Rynek pracy Zjednoczonego Królestwa przeżywa nienotowane od lat ożywienie. W trzy miesiące przybyło tam 345 tys. etatów, a bezrobocie spadło do 6,6 proc., najniższego poziomu od pięciu lat i dwa razy mniejszego niż w Polsce.
Ożywienie na Wyspach to dobra wiadomość dla rządu Donalda Tuska, ale zła dla polskich przedsiębiorców. Bo choć popyt na pracowników w „województwie londyńskim" może dzięki nowej emigracji zmniejszyć w kraju napór na urzędy pracy i poprawić nastroje społeczne, to nasze rodzime przedsiębiorstwa będą musiały konkurować o pracowników już nie tylko z rywalami z sąsiedniej ulicy, ale także zza kanału La Manche. Chcąc pozyskać fachowców, będą sięgać głębiej do kieszeni, a to oznacza wzrost kosztów i osłabienie konkurencyjności. Jeśli chcemy zatrzymać młodych zdolnych Polaków w kraju, jeśli chcemy, by pracowali nad Wisłą i nie powiększali ponad 600-tysięcznej armii naszych emigrantów na Wyspach, trzeba – po pierwsze – już w trakcie nauki pomóc im w zdobyciu zawodu i dać perspektywę zatrudnienia. Nasz system edukacyjny nie może produkować absolwentów sobie a muzom, bez związku z potrzebami gospodarki.

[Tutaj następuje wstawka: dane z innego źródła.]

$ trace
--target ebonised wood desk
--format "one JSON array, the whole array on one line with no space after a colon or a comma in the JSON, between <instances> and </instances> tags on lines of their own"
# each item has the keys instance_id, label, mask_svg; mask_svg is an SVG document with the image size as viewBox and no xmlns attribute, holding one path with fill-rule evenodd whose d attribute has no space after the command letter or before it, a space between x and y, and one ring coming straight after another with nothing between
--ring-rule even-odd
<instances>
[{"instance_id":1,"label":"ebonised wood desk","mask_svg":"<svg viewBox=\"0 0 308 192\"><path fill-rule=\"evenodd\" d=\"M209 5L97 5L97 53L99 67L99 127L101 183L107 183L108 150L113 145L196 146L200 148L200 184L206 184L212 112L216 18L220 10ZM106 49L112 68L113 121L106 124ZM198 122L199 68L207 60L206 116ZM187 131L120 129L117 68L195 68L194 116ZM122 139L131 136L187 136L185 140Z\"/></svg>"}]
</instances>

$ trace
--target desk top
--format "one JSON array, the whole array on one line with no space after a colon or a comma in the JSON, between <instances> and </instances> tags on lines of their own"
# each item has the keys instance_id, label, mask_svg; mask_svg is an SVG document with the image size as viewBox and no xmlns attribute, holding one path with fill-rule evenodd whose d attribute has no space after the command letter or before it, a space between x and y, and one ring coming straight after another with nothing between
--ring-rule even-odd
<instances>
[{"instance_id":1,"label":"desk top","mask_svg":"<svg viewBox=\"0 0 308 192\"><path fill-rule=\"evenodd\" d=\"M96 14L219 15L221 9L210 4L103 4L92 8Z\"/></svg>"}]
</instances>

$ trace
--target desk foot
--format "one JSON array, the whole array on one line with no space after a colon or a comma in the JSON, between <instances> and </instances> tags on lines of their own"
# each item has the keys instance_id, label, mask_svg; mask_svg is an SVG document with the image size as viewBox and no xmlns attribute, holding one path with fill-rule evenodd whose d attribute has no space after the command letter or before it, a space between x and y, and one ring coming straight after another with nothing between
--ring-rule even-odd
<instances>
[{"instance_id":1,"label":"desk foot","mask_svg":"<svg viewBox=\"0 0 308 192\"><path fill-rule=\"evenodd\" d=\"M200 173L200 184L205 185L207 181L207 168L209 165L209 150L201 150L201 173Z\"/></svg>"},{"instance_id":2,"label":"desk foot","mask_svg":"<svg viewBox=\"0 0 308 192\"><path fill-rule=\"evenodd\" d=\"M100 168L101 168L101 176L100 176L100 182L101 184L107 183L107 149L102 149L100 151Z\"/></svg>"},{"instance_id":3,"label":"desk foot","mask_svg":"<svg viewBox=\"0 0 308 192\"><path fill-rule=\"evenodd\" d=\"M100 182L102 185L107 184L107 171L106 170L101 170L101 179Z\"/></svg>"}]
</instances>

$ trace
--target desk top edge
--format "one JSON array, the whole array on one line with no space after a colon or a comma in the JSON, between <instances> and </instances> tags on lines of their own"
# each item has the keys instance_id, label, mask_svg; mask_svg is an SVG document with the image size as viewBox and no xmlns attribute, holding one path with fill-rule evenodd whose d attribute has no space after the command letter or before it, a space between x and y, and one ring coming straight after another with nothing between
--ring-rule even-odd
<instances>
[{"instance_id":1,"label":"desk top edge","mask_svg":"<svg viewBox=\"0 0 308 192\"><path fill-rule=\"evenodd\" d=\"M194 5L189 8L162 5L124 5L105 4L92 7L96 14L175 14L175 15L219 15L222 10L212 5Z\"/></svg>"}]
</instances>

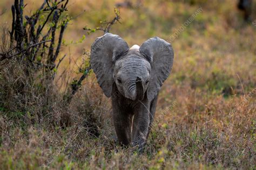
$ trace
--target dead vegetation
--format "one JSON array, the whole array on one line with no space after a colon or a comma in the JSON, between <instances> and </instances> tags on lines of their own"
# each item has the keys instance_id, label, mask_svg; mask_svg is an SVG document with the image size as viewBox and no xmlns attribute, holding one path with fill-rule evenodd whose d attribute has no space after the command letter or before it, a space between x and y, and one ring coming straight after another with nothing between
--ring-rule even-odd
<instances>
[{"instance_id":1,"label":"dead vegetation","mask_svg":"<svg viewBox=\"0 0 256 170\"><path fill-rule=\"evenodd\" d=\"M22 6L22 1L15 2ZM117 144L110 101L90 71L90 53L81 52L86 57L77 70L71 69L78 75L67 70L74 66L66 66L72 64L66 63L65 35L73 35L69 26L79 32L67 23L91 23L80 28L91 36L83 43L89 49L89 40L103 33L93 35L95 31L109 30L106 23L120 19L115 10L114 19L102 22L105 25L97 28L95 23L109 13L103 9L112 10L116 2L107 1L110 7L102 4L102 16L97 12L71 19L69 12L80 4L67 11L68 1L46 2L39 6L42 13L24 14L22 24L17 16L22 10L16 13L14 5L14 27L10 32L2 31L1 169L255 168L255 28L244 25L232 1L211 5L193 1L191 5L150 1L131 9L122 6L122 24L111 30L130 45L153 35L169 39L190 15L200 6L204 9L172 43L177 56L173 71L160 94L155 123L141 155ZM21 29L22 35L17 32Z\"/></svg>"}]
</instances>

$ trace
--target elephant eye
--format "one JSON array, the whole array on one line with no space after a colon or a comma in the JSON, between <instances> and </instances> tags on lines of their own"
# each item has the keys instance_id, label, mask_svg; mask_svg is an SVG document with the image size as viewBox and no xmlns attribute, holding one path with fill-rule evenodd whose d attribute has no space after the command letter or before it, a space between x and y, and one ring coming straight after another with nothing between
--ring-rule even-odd
<instances>
[{"instance_id":1,"label":"elephant eye","mask_svg":"<svg viewBox=\"0 0 256 170\"><path fill-rule=\"evenodd\" d=\"M118 79L117 79L117 82L118 82L118 83L121 84L121 83L122 83L122 80L121 80L121 79L119 79L119 78L118 78Z\"/></svg>"}]
</instances>

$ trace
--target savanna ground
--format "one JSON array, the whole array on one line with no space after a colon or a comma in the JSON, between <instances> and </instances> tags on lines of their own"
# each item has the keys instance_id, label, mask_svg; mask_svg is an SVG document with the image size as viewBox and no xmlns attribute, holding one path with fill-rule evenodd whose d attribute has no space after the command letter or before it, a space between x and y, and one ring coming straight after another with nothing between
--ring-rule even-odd
<instances>
[{"instance_id":1,"label":"savanna ground","mask_svg":"<svg viewBox=\"0 0 256 170\"><path fill-rule=\"evenodd\" d=\"M36 10L39 1L25 1L24 12ZM170 41L203 9L172 39L173 67L142 154L115 141L110 100L92 72L69 105L61 102L66 84L80 76L78 63L88 59L86 52L103 34L87 35L83 28L112 19L116 3L72 1L67 12L73 19L60 52L68 57L57 71L59 79L39 86L42 78L28 80L18 63L1 65L0 169L256 168L256 3L252 23L246 23L236 1L144 1L121 8L121 24L111 29L130 46L156 36ZM6 9L1 25L9 30L13 3L0 2L0 11ZM72 73L63 78L66 70ZM17 92L21 88L25 94Z\"/></svg>"}]
</instances>

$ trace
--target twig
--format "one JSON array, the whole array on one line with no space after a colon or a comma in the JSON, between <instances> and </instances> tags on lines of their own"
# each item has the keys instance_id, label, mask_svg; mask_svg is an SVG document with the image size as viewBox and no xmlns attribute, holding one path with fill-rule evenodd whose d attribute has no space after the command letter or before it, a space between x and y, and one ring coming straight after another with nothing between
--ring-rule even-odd
<instances>
[{"instance_id":1,"label":"twig","mask_svg":"<svg viewBox=\"0 0 256 170\"><path fill-rule=\"evenodd\" d=\"M65 24L62 25L60 28L60 32L59 33L59 42L58 43L58 45L57 46L56 51L55 52L55 54L54 55L53 60L55 61L59 55L59 50L60 49L60 46L62 45L62 38L63 38L63 33L65 31L65 29L66 28L66 25L68 24L68 22L66 22Z\"/></svg>"},{"instance_id":2,"label":"twig","mask_svg":"<svg viewBox=\"0 0 256 170\"><path fill-rule=\"evenodd\" d=\"M59 64L60 64L60 63L62 62L62 60L65 58L65 57L66 57L66 55L64 55L63 57L62 57L62 58L60 58L60 59L59 59L59 63L58 63L58 64L57 64L57 66L56 66L56 69L58 69L58 67L59 66Z\"/></svg>"},{"instance_id":3,"label":"twig","mask_svg":"<svg viewBox=\"0 0 256 170\"><path fill-rule=\"evenodd\" d=\"M53 50L55 41L55 32L57 29L57 25L58 23L58 20L59 19L59 15L58 14L58 12L55 11L53 14L53 26L51 29L51 44L50 45L49 50L48 52L48 64L54 63L53 60Z\"/></svg>"},{"instance_id":4,"label":"twig","mask_svg":"<svg viewBox=\"0 0 256 170\"><path fill-rule=\"evenodd\" d=\"M117 9L114 9L114 13L116 14L116 17L106 26L106 28L104 30L105 33L109 32L109 30L110 30L111 26L117 22L119 22L119 19L120 18L120 13L119 11Z\"/></svg>"},{"instance_id":5,"label":"twig","mask_svg":"<svg viewBox=\"0 0 256 170\"><path fill-rule=\"evenodd\" d=\"M52 8L51 7L51 6L50 5L50 4L49 4L49 3L48 0L45 0L45 1L46 2L47 5L48 5L48 7L49 7L51 10L52 10Z\"/></svg>"},{"instance_id":6,"label":"twig","mask_svg":"<svg viewBox=\"0 0 256 170\"><path fill-rule=\"evenodd\" d=\"M11 24L11 31L9 31L11 41L10 45L11 47L12 46L12 43L14 43L14 33L15 28L15 8L14 5L11 5L11 13L12 15L12 23Z\"/></svg>"},{"instance_id":7,"label":"twig","mask_svg":"<svg viewBox=\"0 0 256 170\"><path fill-rule=\"evenodd\" d=\"M43 42L39 42L39 43L37 43L36 44L32 44L31 45L30 45L30 46L29 46L28 47L27 47L26 49L23 49L21 51L19 51L19 52L15 53L14 55L9 57L6 57L6 54L3 54L3 53L0 53L0 56L2 56L2 57L4 57L3 58L1 58L0 59L0 60L3 60L3 59L5 59L5 58L11 58L12 57L14 57L15 56L17 56L17 55L19 55L20 53L24 52L24 51L27 51L28 49L30 49L31 47L32 47L33 46L36 46L38 44L42 44L42 43L46 43L46 42L50 42L51 40L45 40L45 41L43 41Z\"/></svg>"}]
</instances>

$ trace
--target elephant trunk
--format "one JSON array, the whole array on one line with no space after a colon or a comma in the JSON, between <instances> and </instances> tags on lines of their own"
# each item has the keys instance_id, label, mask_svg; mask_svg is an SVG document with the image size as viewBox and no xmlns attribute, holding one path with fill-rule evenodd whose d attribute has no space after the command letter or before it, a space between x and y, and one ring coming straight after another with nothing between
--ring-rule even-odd
<instances>
[{"instance_id":1,"label":"elephant trunk","mask_svg":"<svg viewBox=\"0 0 256 170\"><path fill-rule=\"evenodd\" d=\"M142 79L137 77L135 82L135 88L132 88L130 92L130 99L132 100L142 100L144 97L144 88Z\"/></svg>"}]
</instances>

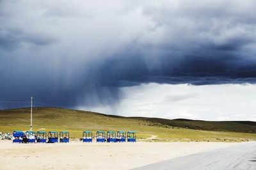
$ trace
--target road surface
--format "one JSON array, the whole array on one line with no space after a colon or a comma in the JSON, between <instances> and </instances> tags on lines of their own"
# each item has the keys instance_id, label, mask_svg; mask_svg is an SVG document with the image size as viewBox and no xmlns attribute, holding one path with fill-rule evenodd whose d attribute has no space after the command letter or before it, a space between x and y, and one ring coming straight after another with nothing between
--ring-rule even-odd
<instances>
[{"instance_id":1,"label":"road surface","mask_svg":"<svg viewBox=\"0 0 256 170\"><path fill-rule=\"evenodd\" d=\"M149 164L144 169L256 169L256 142L202 152Z\"/></svg>"}]
</instances>

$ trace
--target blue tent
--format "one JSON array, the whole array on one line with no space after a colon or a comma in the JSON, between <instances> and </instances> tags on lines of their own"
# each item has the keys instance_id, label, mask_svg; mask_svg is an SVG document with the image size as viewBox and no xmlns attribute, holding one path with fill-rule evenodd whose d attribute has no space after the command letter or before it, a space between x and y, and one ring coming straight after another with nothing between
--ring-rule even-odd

Władze oświatowe muszą szukać porozumienia z biznesem.
Po drugie - jeśli chcemy, by Polacy z Wysp wracali i zakładali u nas firmy, trzeba dla małego biznesu stworzyć nie gorsze warunki niż ma tam – od poziomu opodatkowania po likwidację biurokratycznej mordęgi.
Wreszcie – po trzecie – jeśli chcemy, by Polacy zapuszczali korzenie w kraju i tutaj zakładali rodziny potrzebna jest naprawdę konkurencyjna polityka prorodzinna. Jeśli tych trzech warunków politycy nie spełnią, Polacy – owszem – wrócą z emigracji, ale dopiero na emeryturze.